As Forças Armadas devem deslocar cerca de cinco mil militares para cinco pontos estratégicos da fronteira, numa operação coordenada com a Polícia Federal (PF), a Polícia Rodoviária Federal (PRF) e a Força Nacional de Segurança (FNS). A “Operação Ágata” será deflagrada nos próximos dias, abrangendo Sul, Centro-Oeste e Norte, e deve complementar o patrulhamento ostensivo – liderado pela PF – nos 16 mil quilômetros de fronteiras terrestres. Paralelamente, Brasil e Colômbia negociam acordos de cooperação militar e patrulhamento de fronteiras para frear o trânsito de traficantes e contrabandistas. 
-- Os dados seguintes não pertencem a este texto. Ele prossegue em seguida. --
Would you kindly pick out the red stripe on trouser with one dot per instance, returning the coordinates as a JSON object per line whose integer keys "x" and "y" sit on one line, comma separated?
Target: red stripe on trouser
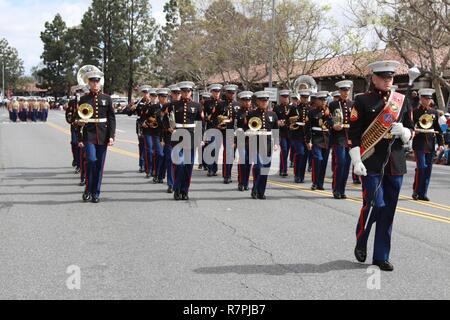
{"x": 147, "y": 160}
{"x": 224, "y": 160}
{"x": 335, "y": 166}
{"x": 416, "y": 180}
{"x": 361, "y": 216}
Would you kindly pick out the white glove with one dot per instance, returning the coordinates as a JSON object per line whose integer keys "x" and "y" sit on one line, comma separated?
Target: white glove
{"x": 360, "y": 169}
{"x": 401, "y": 132}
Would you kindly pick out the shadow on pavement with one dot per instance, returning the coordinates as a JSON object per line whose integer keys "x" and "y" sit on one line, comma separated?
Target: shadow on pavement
{"x": 282, "y": 269}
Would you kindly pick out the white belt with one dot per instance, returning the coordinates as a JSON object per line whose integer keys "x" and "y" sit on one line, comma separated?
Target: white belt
{"x": 258, "y": 133}
{"x": 425, "y": 130}
{"x": 103, "y": 120}
{"x": 319, "y": 129}
{"x": 185, "y": 126}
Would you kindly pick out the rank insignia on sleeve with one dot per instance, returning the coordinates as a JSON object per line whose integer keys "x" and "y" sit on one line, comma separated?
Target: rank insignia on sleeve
{"x": 354, "y": 116}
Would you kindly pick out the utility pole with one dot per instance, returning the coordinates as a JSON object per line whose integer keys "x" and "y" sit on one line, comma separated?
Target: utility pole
{"x": 272, "y": 44}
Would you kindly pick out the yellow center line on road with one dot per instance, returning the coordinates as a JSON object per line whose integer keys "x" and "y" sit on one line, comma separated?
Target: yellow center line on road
{"x": 412, "y": 212}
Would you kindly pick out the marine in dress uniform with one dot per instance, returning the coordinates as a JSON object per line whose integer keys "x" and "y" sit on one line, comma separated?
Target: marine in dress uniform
{"x": 186, "y": 112}
{"x": 204, "y": 98}
{"x": 168, "y": 168}
{"x": 14, "y": 110}
{"x": 136, "y": 109}
{"x": 209, "y": 107}
{"x": 379, "y": 113}
{"x": 228, "y": 109}
{"x": 151, "y": 129}
{"x": 428, "y": 133}
{"x": 297, "y": 119}
{"x": 339, "y": 139}
{"x": 97, "y": 134}
{"x": 282, "y": 111}
{"x": 317, "y": 138}
{"x": 262, "y": 157}
{"x": 244, "y": 165}
{"x": 295, "y": 98}
{"x": 71, "y": 112}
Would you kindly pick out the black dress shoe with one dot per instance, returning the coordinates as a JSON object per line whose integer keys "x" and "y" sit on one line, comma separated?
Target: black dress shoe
{"x": 383, "y": 265}
{"x": 87, "y": 197}
{"x": 361, "y": 254}
{"x": 95, "y": 199}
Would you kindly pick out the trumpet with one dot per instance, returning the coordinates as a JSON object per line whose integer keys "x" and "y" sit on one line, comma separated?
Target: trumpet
{"x": 223, "y": 122}
{"x": 293, "y": 123}
{"x": 426, "y": 121}
{"x": 152, "y": 123}
{"x": 85, "y": 112}
{"x": 338, "y": 117}
{"x": 255, "y": 124}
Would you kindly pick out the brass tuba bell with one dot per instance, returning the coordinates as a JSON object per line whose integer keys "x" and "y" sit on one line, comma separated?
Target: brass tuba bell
{"x": 338, "y": 117}
{"x": 85, "y": 112}
{"x": 255, "y": 124}
{"x": 426, "y": 121}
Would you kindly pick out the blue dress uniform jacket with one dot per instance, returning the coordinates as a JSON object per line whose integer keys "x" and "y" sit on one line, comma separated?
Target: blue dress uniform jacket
{"x": 426, "y": 142}
{"x": 365, "y": 109}
{"x": 99, "y": 133}
{"x": 341, "y": 138}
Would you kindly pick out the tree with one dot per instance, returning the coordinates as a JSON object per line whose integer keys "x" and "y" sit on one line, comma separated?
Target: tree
{"x": 13, "y": 64}
{"x": 419, "y": 31}
{"x": 102, "y": 42}
{"x": 301, "y": 46}
{"x": 57, "y": 73}
{"x": 138, "y": 36}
A cooperação entre civis e militares brasileiros nos pontos críticos da fronteira – entre eles locais até hoje fora da tradicional rota da criminalidade – foi anunciada ontem pelos ministros José Eduardo Cardozo (Justiça) e Nelson Jobim (Defesa). Mas o governo não anunciou custos nem cronograma, como previsto. Segundo Jobim e Cardozo, faltam acertos técnicos para formalizar o acordo, o que deve ocorrer semana que vem. Os ministros limitaram-se a apresentar o Centro de Operações Conjuntas (COC), sala de comando na sede da Defesa. Militares e policiais terão assento para redimensionar planos, monitorar o sistema de defesa e contabilizar aeronaves ou embarcações que ofereçam risco ao território nacional. Cardozo afirmou que não faltará dinheiro.